You can thank your ancestors for stage fright. It really is their fault. But it’s also why they lasted long enough to ensure you are here.
What Causes Stage Fright
Stage fright, or performance anxiety, is nothing more than a flood of adrenaline pumping through your system. It is triggered the same way your most ancient ancestors felt flight or flight syndrome when they faced a dangerous, even life-threatening situation—a saber tooth tiger outside their hut or Visigoths or Huns storming their village.
In perceived dangerous situations, adrenaline floods through your body to help you make fast decisions and to act on those decisions. Fight or flight. You decide. Then you do it. Adrenaline helps you pull it off. It came in handy for your ancestors.
Unfortunately, part of your brain perceives things like public speaking, making a presentation, singing to an audience, talking on camera, going to a job interview, or briefing your boss as “dangerous” situations. The part of your brain that does that is called your reptile brain, the part that hasn’t evolved past identifying that when 1,000 Huns are storming the village it’s time to run like hell and get out of there. It’s the part of your brain designed too keep you alive. It doesn’t evaluate and consider that maybe the Huns will bring better farming tools or building skills and improve the village. It’s more like an on-off switch. Safe. Not safe. And when it flips on not safe mode the adrenaline flood goes open.
That’s why you get stage fright. The reason some people get more and others get less is just a DNA pass through. It all goes back to how your ancestors were wired.
How to Manage Stage Fright
Now that you know what causes it, you can do something about it.
Here is a three-step approach to managing your stage fright or performance anxiety.
- Accept that you will get it.
- Everyone gets it to one degree or another. Remember, it’s there to serve you
- Most people think of it as fear. Instead, think of it as “fuel.” It will get you up for your presentation, your meeting, your performance. It’s actually a very good and helpful thing.
- The problem isn’t that you get an adrenaline rush. The problem is you get too much adrenaline. It’s your job to control how much you need and want and what to do with the rest of it.
Think of adrenaline impacting how you feel the way the temperatures control on the wall impacts how hot or cold a room is. If the room is too hot, you cool it down. That’s all you have to do with adrenaline. You cool things down a little by releasing some of it.

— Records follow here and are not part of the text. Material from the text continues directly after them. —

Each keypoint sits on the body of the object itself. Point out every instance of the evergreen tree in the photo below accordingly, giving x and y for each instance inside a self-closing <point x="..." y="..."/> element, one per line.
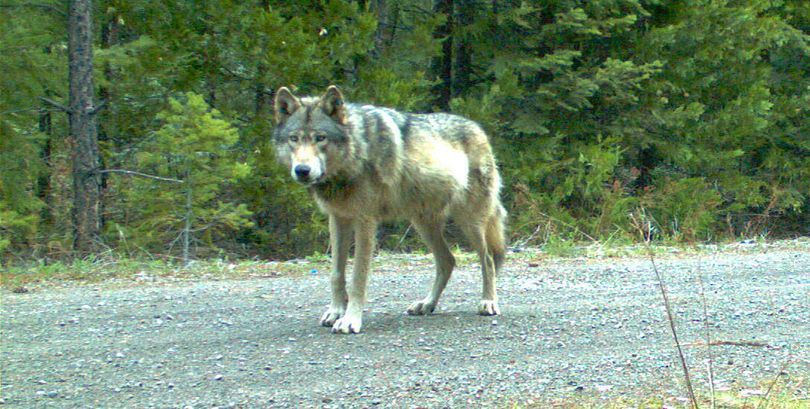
<point x="191" y="153"/>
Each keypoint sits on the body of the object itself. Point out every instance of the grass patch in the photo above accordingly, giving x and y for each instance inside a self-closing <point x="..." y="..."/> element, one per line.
<point x="785" y="393"/>
<point x="93" y="270"/>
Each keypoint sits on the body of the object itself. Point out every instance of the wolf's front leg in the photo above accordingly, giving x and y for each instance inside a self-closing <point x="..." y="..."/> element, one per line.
<point x="364" y="234"/>
<point x="340" y="238"/>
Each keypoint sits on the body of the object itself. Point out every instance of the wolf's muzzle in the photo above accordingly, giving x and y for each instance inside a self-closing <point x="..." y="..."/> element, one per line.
<point x="302" y="172"/>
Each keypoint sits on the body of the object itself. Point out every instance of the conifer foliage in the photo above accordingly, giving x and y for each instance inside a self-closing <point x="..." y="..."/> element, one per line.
<point x="696" y="111"/>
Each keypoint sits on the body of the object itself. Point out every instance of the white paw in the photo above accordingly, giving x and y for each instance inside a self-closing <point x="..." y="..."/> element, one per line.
<point x="331" y="315"/>
<point x="348" y="324"/>
<point x="423" y="307"/>
<point x="488" y="307"/>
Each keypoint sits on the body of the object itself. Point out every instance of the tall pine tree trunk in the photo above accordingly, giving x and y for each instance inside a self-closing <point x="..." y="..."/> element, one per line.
<point x="442" y="65"/>
<point x="462" y="79"/>
<point x="83" y="127"/>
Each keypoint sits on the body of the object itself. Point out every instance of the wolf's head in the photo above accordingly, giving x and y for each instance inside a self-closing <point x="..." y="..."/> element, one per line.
<point x="311" y="135"/>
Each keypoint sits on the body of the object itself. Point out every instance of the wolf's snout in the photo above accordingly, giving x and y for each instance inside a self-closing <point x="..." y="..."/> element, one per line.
<point x="302" y="171"/>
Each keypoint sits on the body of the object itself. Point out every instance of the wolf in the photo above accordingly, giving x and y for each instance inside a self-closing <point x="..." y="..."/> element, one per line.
<point x="365" y="164"/>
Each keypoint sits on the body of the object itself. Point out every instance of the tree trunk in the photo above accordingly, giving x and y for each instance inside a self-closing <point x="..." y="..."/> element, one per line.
<point x="462" y="78"/>
<point x="442" y="65"/>
<point x="109" y="37"/>
<point x="83" y="127"/>
<point x="188" y="222"/>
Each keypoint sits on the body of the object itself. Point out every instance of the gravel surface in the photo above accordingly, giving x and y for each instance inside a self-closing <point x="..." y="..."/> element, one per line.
<point x="572" y="328"/>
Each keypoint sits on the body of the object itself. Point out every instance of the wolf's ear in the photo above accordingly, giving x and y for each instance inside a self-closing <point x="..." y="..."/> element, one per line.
<point x="333" y="104"/>
<point x="286" y="103"/>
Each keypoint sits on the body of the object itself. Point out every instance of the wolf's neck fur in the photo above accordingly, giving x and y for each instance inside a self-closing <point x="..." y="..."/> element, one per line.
<point x="335" y="188"/>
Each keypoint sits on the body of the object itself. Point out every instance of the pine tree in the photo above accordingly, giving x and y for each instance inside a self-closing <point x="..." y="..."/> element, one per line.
<point x="192" y="150"/>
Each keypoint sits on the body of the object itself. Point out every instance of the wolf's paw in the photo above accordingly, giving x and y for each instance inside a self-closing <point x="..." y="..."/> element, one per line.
<point x="331" y="315"/>
<point x="348" y="324"/>
<point x="423" y="307"/>
<point x="488" y="307"/>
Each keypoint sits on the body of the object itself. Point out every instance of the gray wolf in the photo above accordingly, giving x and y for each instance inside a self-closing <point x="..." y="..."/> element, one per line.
<point x="365" y="164"/>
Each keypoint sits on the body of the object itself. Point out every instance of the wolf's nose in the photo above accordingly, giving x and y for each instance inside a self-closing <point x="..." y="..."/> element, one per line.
<point x="302" y="171"/>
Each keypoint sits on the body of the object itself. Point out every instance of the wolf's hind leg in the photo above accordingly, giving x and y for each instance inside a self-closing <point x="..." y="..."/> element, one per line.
<point x="340" y="237"/>
<point x="477" y="235"/>
<point x="432" y="233"/>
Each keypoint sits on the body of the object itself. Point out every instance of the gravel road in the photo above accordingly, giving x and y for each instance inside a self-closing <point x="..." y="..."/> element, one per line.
<point x="570" y="329"/>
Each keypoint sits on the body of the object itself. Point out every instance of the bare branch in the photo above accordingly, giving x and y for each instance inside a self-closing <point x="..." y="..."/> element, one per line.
<point x="143" y="175"/>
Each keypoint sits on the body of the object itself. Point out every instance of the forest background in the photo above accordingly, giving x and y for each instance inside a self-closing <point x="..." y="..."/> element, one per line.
<point x="693" y="114"/>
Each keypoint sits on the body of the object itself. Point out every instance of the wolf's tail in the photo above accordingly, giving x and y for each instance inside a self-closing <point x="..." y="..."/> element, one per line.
<point x="496" y="236"/>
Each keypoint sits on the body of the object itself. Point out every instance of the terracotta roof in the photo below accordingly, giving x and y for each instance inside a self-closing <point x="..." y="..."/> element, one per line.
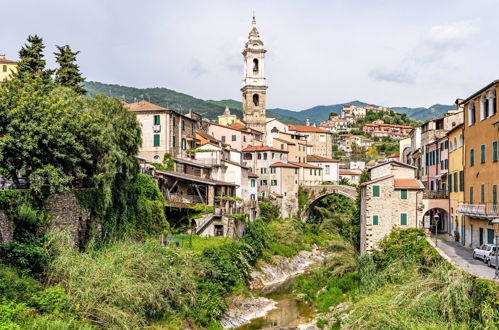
<point x="263" y="148"/>
<point x="302" y="128"/>
<point x="408" y="183"/>
<point x="320" y="159"/>
<point x="144" y="106"/>
<point x="376" y="180"/>
<point x="281" y="164"/>
<point x="305" y="165"/>
<point x="350" y="172"/>
<point x="6" y="61"/>
<point x="284" y="141"/>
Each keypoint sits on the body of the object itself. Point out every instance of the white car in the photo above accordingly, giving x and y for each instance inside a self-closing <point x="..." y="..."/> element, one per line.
<point x="483" y="252"/>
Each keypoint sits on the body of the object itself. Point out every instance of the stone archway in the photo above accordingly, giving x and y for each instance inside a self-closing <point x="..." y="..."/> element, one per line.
<point x="318" y="192"/>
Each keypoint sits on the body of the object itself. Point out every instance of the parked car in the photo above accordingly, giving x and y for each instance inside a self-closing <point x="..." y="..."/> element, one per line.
<point x="491" y="260"/>
<point x="483" y="252"/>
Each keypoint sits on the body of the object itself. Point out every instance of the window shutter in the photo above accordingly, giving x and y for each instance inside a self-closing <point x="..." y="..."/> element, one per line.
<point x="403" y="219"/>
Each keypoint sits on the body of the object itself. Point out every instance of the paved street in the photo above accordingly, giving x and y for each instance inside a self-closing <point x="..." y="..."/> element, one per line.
<point x="463" y="258"/>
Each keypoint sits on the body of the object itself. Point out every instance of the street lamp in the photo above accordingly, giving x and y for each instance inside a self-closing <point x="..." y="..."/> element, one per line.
<point x="496" y="222"/>
<point x="436" y="217"/>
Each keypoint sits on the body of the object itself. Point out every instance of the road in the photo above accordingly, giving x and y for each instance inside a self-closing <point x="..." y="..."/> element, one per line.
<point x="463" y="258"/>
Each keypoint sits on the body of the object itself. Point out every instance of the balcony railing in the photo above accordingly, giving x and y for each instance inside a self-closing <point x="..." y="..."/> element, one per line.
<point x="484" y="210"/>
<point x="435" y="194"/>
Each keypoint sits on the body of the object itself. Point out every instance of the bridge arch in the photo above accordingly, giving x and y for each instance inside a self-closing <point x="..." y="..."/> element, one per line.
<point x="318" y="192"/>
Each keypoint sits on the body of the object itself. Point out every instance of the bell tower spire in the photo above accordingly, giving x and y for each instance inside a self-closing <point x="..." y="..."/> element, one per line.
<point x="254" y="83"/>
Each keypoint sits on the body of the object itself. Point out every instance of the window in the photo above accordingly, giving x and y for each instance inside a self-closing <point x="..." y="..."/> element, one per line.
<point x="403" y="219"/>
<point x="403" y="194"/>
<point x="482" y="193"/>
<point x="461" y="180"/>
<point x="494" y="151"/>
<point x="455" y="181"/>
<point x="156" y="140"/>
<point x="494" y="194"/>
<point x="471" y="113"/>
<point x="156" y="120"/>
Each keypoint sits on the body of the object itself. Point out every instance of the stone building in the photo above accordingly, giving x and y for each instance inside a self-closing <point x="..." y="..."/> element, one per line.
<point x="392" y="198"/>
<point x="163" y="131"/>
<point x="255" y="87"/>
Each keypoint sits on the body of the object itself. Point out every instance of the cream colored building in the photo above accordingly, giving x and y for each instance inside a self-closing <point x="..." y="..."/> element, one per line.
<point x="7" y="67"/>
<point x="163" y="131"/>
<point x="392" y="198"/>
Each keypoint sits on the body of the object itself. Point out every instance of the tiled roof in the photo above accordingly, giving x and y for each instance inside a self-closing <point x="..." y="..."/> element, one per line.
<point x="320" y="159"/>
<point x="284" y="141"/>
<point x="144" y="106"/>
<point x="263" y="148"/>
<point x="305" y="165"/>
<point x="376" y="180"/>
<point x="281" y="164"/>
<point x="302" y="128"/>
<point x="408" y="183"/>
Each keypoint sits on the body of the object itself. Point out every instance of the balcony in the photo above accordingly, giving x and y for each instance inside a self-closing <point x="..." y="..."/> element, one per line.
<point x="435" y="194"/>
<point x="482" y="211"/>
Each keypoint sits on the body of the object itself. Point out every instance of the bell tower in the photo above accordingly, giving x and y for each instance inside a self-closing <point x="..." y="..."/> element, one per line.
<point x="255" y="87"/>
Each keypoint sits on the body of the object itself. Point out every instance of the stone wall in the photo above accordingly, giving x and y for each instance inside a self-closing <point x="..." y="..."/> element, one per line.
<point x="66" y="212"/>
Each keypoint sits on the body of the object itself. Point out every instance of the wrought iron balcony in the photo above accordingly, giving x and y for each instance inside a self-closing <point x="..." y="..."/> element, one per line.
<point x="483" y="210"/>
<point x="435" y="194"/>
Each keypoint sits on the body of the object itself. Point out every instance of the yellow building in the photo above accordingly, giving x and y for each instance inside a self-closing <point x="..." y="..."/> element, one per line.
<point x="227" y="119"/>
<point x="6" y="68"/>
<point x="455" y="180"/>
<point x="481" y="164"/>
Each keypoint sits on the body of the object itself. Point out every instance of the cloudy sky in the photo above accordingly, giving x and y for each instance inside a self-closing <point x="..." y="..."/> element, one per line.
<point x="389" y="52"/>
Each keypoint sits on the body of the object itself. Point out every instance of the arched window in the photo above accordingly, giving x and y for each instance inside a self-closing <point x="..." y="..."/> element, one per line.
<point x="255" y="65"/>
<point x="471" y="113"/>
<point x="256" y="99"/>
<point x="484" y="107"/>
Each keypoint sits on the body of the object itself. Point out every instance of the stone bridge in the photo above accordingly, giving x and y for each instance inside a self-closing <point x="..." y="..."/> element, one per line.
<point x="316" y="193"/>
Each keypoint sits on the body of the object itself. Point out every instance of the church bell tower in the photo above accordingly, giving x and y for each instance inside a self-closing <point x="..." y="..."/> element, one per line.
<point x="255" y="87"/>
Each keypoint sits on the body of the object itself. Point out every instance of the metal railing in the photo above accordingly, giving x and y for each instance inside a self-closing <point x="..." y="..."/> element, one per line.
<point x="482" y="210"/>
<point x="435" y="194"/>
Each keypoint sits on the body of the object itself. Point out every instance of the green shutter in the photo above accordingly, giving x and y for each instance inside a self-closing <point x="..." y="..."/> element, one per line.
<point x="403" y="194"/>
<point x="494" y="151"/>
<point x="403" y="219"/>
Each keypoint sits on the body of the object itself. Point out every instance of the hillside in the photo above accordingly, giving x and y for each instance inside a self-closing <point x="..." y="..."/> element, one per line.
<point x="174" y="100"/>
<point x="212" y="108"/>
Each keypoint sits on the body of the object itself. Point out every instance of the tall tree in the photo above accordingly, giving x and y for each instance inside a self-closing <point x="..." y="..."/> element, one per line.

Adrenaline gets out of your system most efficiently through your teeth, your voice, your hands, and your feet. So when you feel overwhelmed by stage fright try any of three approaches until you burn off a little fuel and cool down the “room.”

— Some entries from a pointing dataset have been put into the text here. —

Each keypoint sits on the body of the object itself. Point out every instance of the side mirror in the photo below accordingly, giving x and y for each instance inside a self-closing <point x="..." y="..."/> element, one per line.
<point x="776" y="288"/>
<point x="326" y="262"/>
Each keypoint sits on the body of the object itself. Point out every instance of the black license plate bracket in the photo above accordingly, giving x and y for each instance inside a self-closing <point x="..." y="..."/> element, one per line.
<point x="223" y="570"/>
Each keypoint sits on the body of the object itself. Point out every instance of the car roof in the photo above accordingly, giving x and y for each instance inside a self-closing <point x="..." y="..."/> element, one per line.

- I like to work out the morning of a big presentation or a speech, but even a quick set of pushups, climbing a few flights of stairs, a brisk walk around the block will do the trick. When you put your body into physical motion you naturally burn off some of the excess adrenaline.

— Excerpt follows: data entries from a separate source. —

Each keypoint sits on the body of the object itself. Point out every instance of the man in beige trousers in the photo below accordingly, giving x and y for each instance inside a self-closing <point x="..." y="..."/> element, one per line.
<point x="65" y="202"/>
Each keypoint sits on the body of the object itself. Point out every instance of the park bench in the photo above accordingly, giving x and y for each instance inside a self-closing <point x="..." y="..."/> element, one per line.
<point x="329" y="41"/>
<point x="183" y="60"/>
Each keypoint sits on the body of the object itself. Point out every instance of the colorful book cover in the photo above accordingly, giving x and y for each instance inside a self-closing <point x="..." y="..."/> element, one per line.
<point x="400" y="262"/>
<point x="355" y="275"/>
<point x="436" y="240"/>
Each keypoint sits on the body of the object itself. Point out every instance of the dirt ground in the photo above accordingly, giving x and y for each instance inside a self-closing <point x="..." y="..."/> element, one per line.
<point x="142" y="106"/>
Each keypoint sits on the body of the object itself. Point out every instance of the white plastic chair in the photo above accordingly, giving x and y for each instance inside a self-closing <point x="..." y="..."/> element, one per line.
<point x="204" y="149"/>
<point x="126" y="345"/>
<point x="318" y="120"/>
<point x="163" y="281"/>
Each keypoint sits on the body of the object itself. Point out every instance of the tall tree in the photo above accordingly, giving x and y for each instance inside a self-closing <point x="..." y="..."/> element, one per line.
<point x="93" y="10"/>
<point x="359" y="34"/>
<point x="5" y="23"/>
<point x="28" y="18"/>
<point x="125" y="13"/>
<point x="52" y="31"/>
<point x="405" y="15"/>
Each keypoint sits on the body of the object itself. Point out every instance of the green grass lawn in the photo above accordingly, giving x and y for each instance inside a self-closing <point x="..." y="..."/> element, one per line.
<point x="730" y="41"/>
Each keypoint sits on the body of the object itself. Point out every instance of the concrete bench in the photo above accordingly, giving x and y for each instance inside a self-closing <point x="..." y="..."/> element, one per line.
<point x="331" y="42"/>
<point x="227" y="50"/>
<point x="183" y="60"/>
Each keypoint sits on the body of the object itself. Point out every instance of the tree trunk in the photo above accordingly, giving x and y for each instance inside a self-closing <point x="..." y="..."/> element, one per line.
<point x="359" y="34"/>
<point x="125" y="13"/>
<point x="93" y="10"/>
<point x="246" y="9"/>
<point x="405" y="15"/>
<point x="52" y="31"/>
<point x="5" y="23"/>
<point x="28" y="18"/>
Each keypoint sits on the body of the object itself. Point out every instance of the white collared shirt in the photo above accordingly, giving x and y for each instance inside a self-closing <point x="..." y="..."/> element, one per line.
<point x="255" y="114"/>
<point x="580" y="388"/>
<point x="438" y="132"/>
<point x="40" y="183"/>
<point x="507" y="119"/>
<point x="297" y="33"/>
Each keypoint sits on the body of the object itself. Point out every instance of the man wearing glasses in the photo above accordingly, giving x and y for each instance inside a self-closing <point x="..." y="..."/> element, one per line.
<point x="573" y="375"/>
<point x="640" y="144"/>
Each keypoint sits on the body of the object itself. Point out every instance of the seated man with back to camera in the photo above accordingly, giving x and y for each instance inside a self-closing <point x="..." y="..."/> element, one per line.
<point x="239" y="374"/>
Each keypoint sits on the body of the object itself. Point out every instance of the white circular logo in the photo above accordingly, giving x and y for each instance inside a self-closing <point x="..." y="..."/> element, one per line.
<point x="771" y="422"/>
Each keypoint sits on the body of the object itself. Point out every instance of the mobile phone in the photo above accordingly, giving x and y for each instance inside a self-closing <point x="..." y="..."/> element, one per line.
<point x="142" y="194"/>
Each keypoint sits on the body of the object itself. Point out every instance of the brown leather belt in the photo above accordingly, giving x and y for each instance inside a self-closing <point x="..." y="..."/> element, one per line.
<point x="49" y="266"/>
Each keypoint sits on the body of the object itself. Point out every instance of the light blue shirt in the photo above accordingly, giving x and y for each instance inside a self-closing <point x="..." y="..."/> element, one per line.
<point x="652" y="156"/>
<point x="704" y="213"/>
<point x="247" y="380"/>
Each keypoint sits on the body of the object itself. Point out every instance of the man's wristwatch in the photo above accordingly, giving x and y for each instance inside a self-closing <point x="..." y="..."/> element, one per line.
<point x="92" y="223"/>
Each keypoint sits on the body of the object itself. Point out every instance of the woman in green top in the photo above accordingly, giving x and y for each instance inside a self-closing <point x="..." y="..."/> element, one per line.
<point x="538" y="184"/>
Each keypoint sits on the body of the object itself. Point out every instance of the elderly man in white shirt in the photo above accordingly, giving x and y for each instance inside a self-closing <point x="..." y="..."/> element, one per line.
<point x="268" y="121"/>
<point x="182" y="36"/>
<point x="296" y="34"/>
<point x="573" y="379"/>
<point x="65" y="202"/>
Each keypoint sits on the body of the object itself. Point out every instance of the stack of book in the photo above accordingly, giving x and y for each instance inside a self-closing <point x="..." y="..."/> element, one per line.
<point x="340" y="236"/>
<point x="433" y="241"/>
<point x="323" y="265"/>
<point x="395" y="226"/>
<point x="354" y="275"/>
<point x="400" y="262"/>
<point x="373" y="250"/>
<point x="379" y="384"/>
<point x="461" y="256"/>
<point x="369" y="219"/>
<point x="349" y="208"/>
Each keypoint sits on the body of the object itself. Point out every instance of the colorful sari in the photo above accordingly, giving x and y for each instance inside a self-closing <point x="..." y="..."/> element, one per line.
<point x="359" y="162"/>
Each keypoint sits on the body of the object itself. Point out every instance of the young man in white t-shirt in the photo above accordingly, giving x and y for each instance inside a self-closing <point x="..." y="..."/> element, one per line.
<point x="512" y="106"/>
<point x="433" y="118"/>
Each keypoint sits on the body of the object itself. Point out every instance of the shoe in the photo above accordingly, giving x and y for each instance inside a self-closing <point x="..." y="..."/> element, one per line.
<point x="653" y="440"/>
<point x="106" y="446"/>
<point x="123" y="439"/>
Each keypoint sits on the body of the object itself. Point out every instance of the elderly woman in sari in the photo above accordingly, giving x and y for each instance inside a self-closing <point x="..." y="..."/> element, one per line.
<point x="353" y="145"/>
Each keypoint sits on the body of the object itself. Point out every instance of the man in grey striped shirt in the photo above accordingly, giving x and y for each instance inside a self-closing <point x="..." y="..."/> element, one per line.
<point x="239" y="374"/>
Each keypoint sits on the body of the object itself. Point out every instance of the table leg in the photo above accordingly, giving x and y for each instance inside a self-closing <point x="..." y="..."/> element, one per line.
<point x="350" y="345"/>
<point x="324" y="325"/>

- Just before you go on or go into the meeting take your open palms and press them together vigorously as you exhale. Really push hard. Breathe through your lips like you are blowing air through a straw. This one is magic and works immediately. Do it as many times as necessary to bring down the adrenaline to a more comfortable level.
- Ever notice how much better you feel after you yell? I mean really let it loose. Obviously you can’t do this in front of an audience or your boss, but you can do it in your car, in your bedroom, in your hotel room (Just do it into a pillow so the people next door don’t call the police). Cut loose and scream. Arrrrrrrrggghhhhh. Or if you prefer, try cursing $H&! at a wildly exaggerated volume. You will feel so much better. Guaranteed.
Remember, you don’t want to get rid of all the adrenaline. It’s there to serve you, to get you up, to perform at your highest level. You just want to get rid of the excess adrenaline, the part that makes you hyper jittery, gives you an upset stomach, and makes you wish you were never born.
Play around with the three approaches. Combine them. With a tiny bit of experimenting, you’ll find what works for you. And when you do, you’ll know why you get stage fright and exactly what do to about it.